I dont have much experience with computers but i know that this folder is very important and that it's "there" but what causes it not to actualy be "there"?(i am not blind) and ofc i checked hidden files and it's not hidden...So do u have anything to advice me?What should i do to find it at last??

Thank u in advance!!:grin::smile:


----------



## mattlock (Dec 28, 2005)

*Re: cant find system32 folder*

Hello and Welcome to TSF.

Try opening "My computer" and type C:\WINDOWS\system32 into the URL then hit enter.


----------



## Ar4pis (Jun 10, 2007)

*Re: cant find system32 folder*

thnx for your quick reply but i still can't find it :embarased


----------



## Go The Power (Mar 5, 2007)

*Re: cant find system32 folder*

Can you type it into run?

Click *Start*, *Run* then copy this in:

C:\WINDOWS\system32


----------



## Deleted090308 (Jan 25, 2007)

*Re: cant find system32 folder*

Try this in the Command prompt: attrib c:/windows/system32 -h -s


----------



## Ar4pis (Jun 10, 2007)

*Re: cant find system32 folder*

oh god!!!you guys are pros thank you very very much!!!!And i was wondering where the (you know) is that file??thank u very much again!!!


----------



## Deleted090308 (Jan 25, 2007)

*Re: cant find system32 folder*

Please tell us how you fixed it.


----------



## Ar4pis (Jun 10, 2007)

*Re: cant find system32 folder*

Click Start, Run then copy this in:

C:\WINDOWS\system32


that's how i found it!!!
Still cant see System32 in my WINDOWS folder but at least i did my job :smile:


----------



## tetonbob (Jan 10, 2005)

*Re: cant find system32 folder*

Pardon me for butting in, but I'd be wondering why you need to view it. There are many system files in there which are critical to your system's operation.

Be careful, please.


----------



## Go The Power (Mar 5, 2007)

*Re: cant find system32 folder*

That is strange that you cant see it, are you haveing any other problems with your computer?


----------



## chauffeur2 (Feb 7, 2006)

*Re: cant find system32 folder*

G'Day Ar4pis...Welcome to TSF! :wave:

tetonbob has given you some excellent advice in his reply.

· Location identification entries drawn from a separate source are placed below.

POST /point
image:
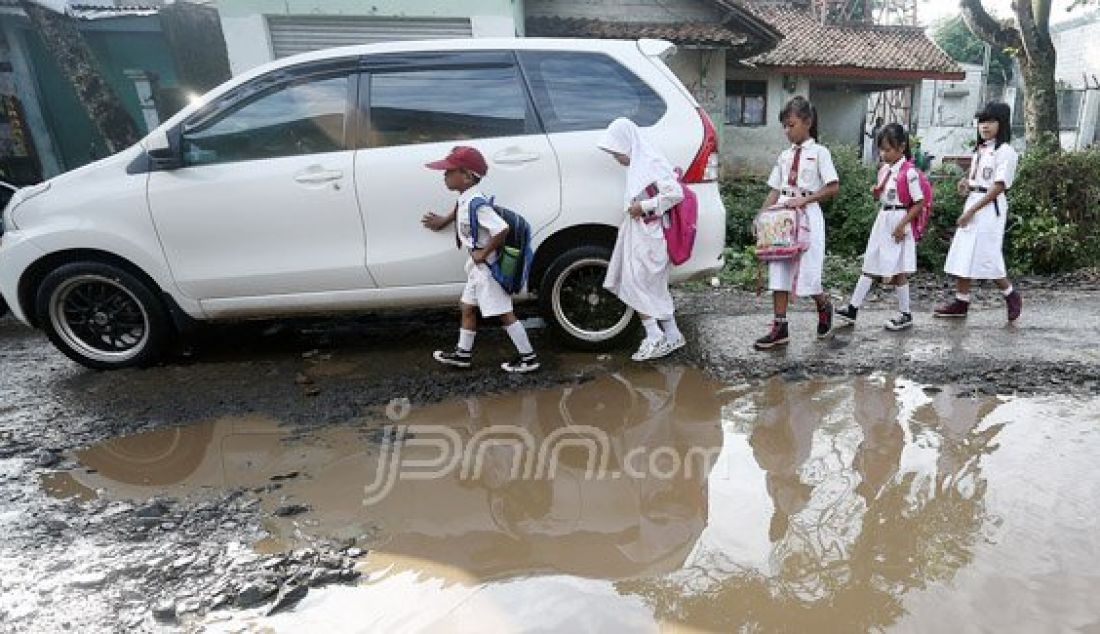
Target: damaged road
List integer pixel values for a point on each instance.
(178, 523)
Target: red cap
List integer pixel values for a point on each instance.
(462, 157)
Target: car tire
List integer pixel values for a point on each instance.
(102, 316)
(581, 313)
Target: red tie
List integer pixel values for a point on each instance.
(792, 177)
(458, 242)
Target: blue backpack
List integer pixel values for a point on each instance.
(514, 259)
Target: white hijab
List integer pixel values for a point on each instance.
(647, 164)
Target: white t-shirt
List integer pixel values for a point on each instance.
(490, 222)
(815, 168)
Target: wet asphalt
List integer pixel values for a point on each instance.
(102, 565)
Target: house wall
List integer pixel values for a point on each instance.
(840, 116)
(1077, 42)
(248, 41)
(946, 115)
(626, 10)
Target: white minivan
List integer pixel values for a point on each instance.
(298, 187)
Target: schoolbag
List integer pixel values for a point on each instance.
(921, 221)
(781, 233)
(682, 225)
(514, 258)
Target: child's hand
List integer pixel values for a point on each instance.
(435, 221)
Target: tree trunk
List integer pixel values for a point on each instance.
(1031, 39)
(1041, 99)
(78, 66)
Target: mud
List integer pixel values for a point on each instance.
(229, 482)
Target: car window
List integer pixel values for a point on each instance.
(586, 90)
(306, 117)
(425, 106)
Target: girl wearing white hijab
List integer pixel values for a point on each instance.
(638, 272)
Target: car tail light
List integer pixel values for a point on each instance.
(704, 168)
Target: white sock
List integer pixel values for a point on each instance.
(518, 335)
(903, 298)
(652, 330)
(671, 330)
(466, 339)
(862, 287)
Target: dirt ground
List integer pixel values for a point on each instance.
(75, 558)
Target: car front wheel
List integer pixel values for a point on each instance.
(580, 310)
(102, 316)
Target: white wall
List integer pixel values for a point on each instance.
(626, 10)
(1077, 42)
(752, 150)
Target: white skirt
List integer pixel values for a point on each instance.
(886, 257)
(484, 292)
(638, 273)
(807, 269)
(976, 249)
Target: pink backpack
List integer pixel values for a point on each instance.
(921, 222)
(683, 221)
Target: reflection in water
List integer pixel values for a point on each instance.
(854, 525)
(834, 505)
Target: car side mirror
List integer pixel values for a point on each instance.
(163, 150)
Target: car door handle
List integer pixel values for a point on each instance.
(515, 157)
(319, 176)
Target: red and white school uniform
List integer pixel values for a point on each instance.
(976, 251)
(884, 257)
(801, 171)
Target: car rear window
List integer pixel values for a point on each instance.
(586, 90)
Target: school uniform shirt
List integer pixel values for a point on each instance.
(813, 172)
(976, 251)
(886, 257)
(638, 271)
(482, 290)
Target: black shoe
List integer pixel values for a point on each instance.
(521, 364)
(846, 316)
(459, 358)
(778, 336)
(900, 323)
(825, 320)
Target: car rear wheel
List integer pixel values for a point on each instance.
(580, 310)
(101, 316)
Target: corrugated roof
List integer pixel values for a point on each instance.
(678, 32)
(811, 46)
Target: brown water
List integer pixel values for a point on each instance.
(659, 501)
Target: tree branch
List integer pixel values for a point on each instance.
(985, 26)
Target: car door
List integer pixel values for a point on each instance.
(416, 107)
(578, 94)
(264, 203)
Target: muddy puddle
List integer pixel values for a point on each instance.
(657, 500)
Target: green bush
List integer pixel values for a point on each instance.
(850, 214)
(743, 198)
(1054, 218)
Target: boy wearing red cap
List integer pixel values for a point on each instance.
(463, 168)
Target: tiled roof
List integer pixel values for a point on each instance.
(697, 33)
(811, 46)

*DO NOT *under any circumstances go "playing" around with the System32 files in the XP installation of your computer unless you are 110% sure of what you are doing.

These files are, by default, "hidden" as they are the core operating system files, that _should not_ be meddled with just for the sake of it...doing so may render your computer inoperable with some dire consequences.

For what reason do you need to have access to the _System32_ files anyway?

Please post back with the answer to this question, as there may be other ways to rectify issues without having to delve into the core operating files.

Kind Regards,


----------



## Ar4pis (Jun 10, 2007)

*Re: cant find system32 folder*

yes i know system32 is very important and i am not doing anything to change this folder's files!i was just curious why this folder didnt appear in my pc...
And yes, i sometimes get some blue screens and my computer restarts but that's very rare so i dont have problem with it :1angel::tongue:


----------



## chauffeur2 (Feb 7, 2006)

*Re: cant find system32 folder*

Thanks for the reply.

Feel free to post back again (in a new thread) if you do encounter any issues.

Kind Regards,


----------